Theoretical probability is the answer that is supposed to come out. experimental probabilities, are the probabilities that you obtained after an experiment. this is an important topic that is on the syllabus, it is an essential skill that was learned since early childhood. and you would use it until probably the day you die. you may not even notice but the word PROBABILITY, or words that are similar like probable, or probably you use them in your everyday daily life.

You use probabilities for everything, you may not even notice but you do. for example you normally use theoretical probabilities that include the exact probability. it is all about the chances you have of winning or loosing. the world is full of probabilities, in schools, the supermarket. mostly businesses that always before opening or even being created look at the probabilities of their company being successful or failing. there would always exists risks but you have to make sure that the probabilities of doing well are higher than the ones of failing. everything in life have risks and sometimes the risks are too high. when i say risks i am referring to the probabilities of not doing well.

The theoretical probabilities are just an matter of chances. and sometimes in the experimental probabilities the outcome is completely different than what you expected to be. but that is how real life works. you may have the standards but in the practice the outcomes or results would always have a small margin of mistake or difference. that is why this is called probabilities anything can happen but the chances of it occurring maybe greater or smaller.

Introduction

Welcome to my blog, my name is Nicole De Francisco but my friends call me Nicky. I´m in 8th, in my fourteen years of life this is the first time that I have been assigned to do a blog. It is a fascinating experience and sensation to do something that can be read by the rest of the world. I am going to take my time to explain you about probabilities, this includes finding experimental and theoretical probabilities, doing tree diagrams, area models and expected values. This weren't the topics that i chose, but the ones I was assigned by my computer teacher. but they are still very interesting.
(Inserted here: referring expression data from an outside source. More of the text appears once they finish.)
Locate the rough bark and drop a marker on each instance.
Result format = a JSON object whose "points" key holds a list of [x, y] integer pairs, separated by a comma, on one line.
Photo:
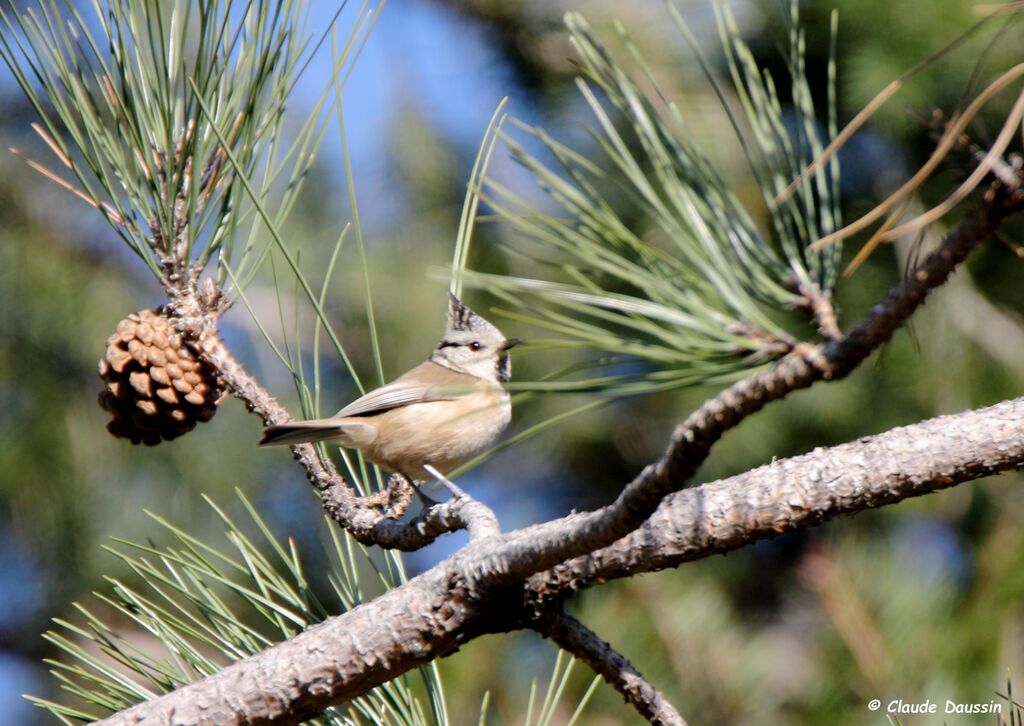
{"points": [[462, 597]]}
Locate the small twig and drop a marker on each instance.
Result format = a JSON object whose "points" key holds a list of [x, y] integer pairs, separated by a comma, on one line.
{"points": [[576, 638], [818, 303], [547, 545]]}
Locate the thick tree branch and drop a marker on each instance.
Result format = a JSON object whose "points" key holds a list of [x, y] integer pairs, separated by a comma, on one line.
{"points": [[796, 493], [576, 638], [547, 545], [450, 604]]}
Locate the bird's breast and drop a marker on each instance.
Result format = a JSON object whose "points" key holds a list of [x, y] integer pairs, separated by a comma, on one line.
{"points": [[442, 433]]}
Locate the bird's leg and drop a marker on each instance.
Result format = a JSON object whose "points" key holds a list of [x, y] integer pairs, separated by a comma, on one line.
{"points": [[399, 490], [426, 501], [448, 482]]}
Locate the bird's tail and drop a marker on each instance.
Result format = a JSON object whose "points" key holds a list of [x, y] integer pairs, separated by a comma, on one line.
{"points": [[302, 432]]}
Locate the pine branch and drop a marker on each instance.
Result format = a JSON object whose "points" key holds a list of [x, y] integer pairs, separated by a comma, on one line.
{"points": [[459, 599], [365, 517], [576, 638], [546, 545], [805, 490]]}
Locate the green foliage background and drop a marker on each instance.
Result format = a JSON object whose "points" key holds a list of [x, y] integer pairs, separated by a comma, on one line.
{"points": [[762, 636]]}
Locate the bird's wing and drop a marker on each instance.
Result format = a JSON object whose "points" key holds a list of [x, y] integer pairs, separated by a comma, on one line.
{"points": [[424, 383]]}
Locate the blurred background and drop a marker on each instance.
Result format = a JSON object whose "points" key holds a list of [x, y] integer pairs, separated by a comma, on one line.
{"points": [[922, 600]]}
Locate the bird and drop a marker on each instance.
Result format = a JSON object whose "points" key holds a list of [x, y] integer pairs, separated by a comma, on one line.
{"points": [[440, 414]]}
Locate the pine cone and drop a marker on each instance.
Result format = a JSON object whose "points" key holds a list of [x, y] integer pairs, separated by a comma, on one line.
{"points": [[156, 387]]}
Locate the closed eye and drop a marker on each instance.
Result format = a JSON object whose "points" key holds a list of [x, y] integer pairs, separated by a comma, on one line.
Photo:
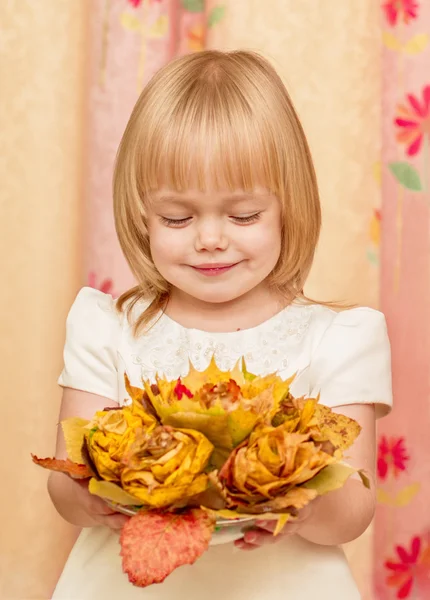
{"points": [[175, 222], [247, 219]]}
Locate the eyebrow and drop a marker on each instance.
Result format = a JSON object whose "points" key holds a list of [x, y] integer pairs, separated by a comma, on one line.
{"points": [[230, 198]]}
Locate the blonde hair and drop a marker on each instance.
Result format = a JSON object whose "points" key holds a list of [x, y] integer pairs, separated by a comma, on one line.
{"points": [[233, 108]]}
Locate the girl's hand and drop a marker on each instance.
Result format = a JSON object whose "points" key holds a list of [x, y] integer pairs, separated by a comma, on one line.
{"points": [[98, 510], [75, 504], [262, 532]]}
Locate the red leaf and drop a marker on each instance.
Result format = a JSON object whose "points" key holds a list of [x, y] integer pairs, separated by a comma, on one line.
{"points": [[181, 389], [155, 543], [75, 470]]}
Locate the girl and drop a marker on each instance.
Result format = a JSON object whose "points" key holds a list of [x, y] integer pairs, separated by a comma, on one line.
{"points": [[217, 212]]}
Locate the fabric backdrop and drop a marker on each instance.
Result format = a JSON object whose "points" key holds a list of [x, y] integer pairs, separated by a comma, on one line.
{"points": [[70, 73]]}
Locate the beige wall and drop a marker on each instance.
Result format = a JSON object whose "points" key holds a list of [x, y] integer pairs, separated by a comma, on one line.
{"points": [[41, 65]]}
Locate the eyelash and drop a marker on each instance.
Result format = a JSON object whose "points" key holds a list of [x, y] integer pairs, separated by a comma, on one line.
{"points": [[179, 222]]}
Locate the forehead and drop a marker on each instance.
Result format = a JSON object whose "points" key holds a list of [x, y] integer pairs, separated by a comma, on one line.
{"points": [[210, 197]]}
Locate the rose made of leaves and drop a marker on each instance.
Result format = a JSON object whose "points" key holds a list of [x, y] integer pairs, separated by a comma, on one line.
{"points": [[223, 405], [165, 466], [110, 434], [264, 474]]}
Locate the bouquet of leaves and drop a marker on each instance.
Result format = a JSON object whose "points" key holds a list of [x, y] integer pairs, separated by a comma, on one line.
{"points": [[186, 457]]}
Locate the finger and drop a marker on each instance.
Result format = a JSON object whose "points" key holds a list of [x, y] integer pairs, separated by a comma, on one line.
{"points": [[270, 526], [101, 508], [115, 521]]}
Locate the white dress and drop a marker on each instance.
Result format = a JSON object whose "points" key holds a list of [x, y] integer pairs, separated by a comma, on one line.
{"points": [[344, 356]]}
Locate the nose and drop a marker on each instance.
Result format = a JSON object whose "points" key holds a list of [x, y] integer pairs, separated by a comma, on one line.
{"points": [[210, 236]]}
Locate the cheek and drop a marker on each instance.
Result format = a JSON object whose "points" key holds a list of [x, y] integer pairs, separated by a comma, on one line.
{"points": [[166, 245], [264, 243]]}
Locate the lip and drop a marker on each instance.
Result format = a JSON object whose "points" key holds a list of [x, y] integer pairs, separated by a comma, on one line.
{"points": [[212, 269]]}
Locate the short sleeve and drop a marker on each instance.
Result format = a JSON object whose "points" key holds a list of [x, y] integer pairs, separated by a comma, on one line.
{"points": [[93, 331], [352, 362]]}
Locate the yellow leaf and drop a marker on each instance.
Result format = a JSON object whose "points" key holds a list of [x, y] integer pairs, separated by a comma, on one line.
{"points": [[130, 22], [384, 497], [110, 491], [391, 42], [406, 495], [74, 432], [160, 27], [416, 44]]}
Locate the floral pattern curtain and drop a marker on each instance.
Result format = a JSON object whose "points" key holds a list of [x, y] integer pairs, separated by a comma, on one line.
{"points": [[402, 527]]}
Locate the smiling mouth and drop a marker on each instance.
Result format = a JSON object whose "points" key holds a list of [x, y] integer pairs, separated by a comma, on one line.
{"points": [[214, 269]]}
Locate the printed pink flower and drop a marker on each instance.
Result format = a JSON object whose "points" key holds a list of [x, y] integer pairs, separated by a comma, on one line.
{"points": [[137, 3], [391, 455], [400, 9], [414, 121], [106, 286], [412, 568]]}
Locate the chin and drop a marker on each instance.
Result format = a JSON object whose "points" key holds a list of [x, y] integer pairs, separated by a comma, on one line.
{"points": [[215, 297]]}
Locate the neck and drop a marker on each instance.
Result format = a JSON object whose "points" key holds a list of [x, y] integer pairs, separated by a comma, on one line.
{"points": [[244, 312]]}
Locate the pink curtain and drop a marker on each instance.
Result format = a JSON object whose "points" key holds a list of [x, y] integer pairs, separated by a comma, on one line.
{"points": [[402, 527], [130, 40]]}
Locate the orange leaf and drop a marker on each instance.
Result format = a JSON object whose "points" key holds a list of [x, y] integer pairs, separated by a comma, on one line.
{"points": [[75, 470], [155, 543]]}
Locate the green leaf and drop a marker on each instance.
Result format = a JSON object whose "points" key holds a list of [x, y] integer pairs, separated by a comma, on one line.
{"points": [[330, 478], [194, 5], [406, 175], [216, 15]]}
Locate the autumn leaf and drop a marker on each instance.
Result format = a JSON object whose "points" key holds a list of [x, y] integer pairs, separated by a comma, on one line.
{"points": [[75, 470], [155, 543], [113, 492], [330, 478]]}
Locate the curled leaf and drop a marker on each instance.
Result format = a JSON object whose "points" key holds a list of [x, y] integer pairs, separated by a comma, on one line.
{"points": [[75, 470], [155, 543], [113, 492]]}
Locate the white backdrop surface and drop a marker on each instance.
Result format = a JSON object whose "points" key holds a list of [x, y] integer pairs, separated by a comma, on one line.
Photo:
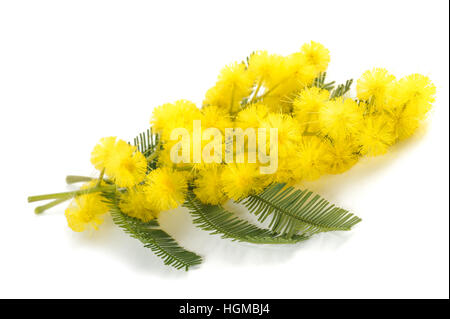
{"points": [[72, 72]]}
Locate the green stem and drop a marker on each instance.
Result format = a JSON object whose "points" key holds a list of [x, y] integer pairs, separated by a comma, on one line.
{"points": [[68, 195], [256, 91], [72, 179], [41, 209]]}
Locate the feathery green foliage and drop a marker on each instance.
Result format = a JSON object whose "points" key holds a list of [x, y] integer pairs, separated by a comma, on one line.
{"points": [[217, 220], [319, 82], [147, 143], [341, 89], [297, 211], [149, 233]]}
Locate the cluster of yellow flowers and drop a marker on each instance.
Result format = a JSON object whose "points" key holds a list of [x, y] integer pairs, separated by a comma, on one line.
{"points": [[319, 132]]}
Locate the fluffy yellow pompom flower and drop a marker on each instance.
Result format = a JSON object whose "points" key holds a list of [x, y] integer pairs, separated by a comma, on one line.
{"points": [[166, 188], [86, 211], [316, 55], [234, 83], [266, 68], [252, 116], [376, 136], [340, 118], [307, 105], [134, 202], [376, 83], [126, 165], [312, 159], [343, 154], [209, 186], [102, 152], [242, 179], [169, 116]]}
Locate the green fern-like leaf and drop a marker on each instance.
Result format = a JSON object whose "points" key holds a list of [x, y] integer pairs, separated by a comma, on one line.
{"points": [[319, 82], [297, 211], [341, 89], [217, 220], [149, 233], [147, 143]]}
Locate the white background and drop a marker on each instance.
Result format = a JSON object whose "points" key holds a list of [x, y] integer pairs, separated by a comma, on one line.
{"points": [[72, 72]]}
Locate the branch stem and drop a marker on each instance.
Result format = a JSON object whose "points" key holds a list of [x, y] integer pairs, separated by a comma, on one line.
{"points": [[68, 195]]}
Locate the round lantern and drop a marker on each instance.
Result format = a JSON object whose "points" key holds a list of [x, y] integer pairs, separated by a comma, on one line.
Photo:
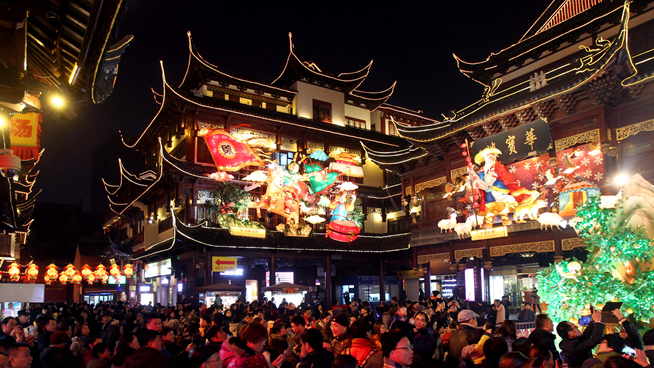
{"points": [[51, 273], [14, 272], [128, 270], [70, 271], [77, 278], [86, 271], [114, 270], [32, 272], [63, 278]]}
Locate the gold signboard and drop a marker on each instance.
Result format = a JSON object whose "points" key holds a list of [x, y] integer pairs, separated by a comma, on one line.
{"points": [[244, 231], [496, 232]]}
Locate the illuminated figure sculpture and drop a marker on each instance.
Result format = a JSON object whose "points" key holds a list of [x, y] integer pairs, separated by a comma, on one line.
{"points": [[500, 193]]}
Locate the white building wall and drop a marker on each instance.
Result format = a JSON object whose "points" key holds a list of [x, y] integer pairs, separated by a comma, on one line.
{"points": [[306, 93], [358, 113]]}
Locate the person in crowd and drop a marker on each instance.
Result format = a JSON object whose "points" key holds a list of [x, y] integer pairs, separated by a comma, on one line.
{"points": [[397, 350], [543, 357], [648, 341], [424, 339], [342, 340], [459, 339], [526, 314], [543, 335], [101, 354], [56, 355], [611, 346], [109, 331], [500, 312], [577, 347], [19, 356], [150, 355], [127, 346], [507, 331], [515, 360]]}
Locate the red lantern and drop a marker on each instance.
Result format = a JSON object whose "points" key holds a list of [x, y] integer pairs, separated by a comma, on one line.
{"points": [[128, 270], [86, 271], [32, 272], [14, 272]]}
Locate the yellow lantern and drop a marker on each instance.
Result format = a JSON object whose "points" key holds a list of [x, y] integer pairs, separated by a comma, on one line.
{"points": [[63, 278], [14, 272], [77, 278], [70, 271], [32, 272], [86, 271], [52, 272], [128, 270]]}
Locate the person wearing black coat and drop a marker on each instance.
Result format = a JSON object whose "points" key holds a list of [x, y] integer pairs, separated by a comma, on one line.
{"points": [[577, 347], [543, 335]]}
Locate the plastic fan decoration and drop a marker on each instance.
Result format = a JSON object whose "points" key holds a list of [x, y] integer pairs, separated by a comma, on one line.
{"points": [[128, 271], [14, 272], [32, 272], [86, 271]]}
My goal in this project is to create a blog about my math topics, so that students or anyone that wants to learn about probabilities can come in and learn some fascinanting facts and strategies. I am an eighth grader, but in this project I am going to play the role of a teacher that wants to show her students about probabilities. That is one of the subjects that are present on the school´s eighth grade syllabus. My work is obviausly directed and the students, but also to the school´s authorities because they must aprove my work. My final product would be in this blog and would include visual information, and the necesarry work for my students to learn.

Bibliography:

http://www.mrnussbaum.com/cards/index.html http://www.mathgoodies.com/lessons/vol6/intro_probability.html http://regentsprep.org/Regents/math/tree/PracTre.htm http://www2.whidbey.net/ohmsmath/CMP/hlii.htm http://regentsprep.org/Regents/math/math-topic.cfm?TopicCode=tree http://regentsprep.org/Regents/math/tree/Ltree.htm

but mostly i got my information about my first semester notebook. From my math class with my teacher Consuelo Vega.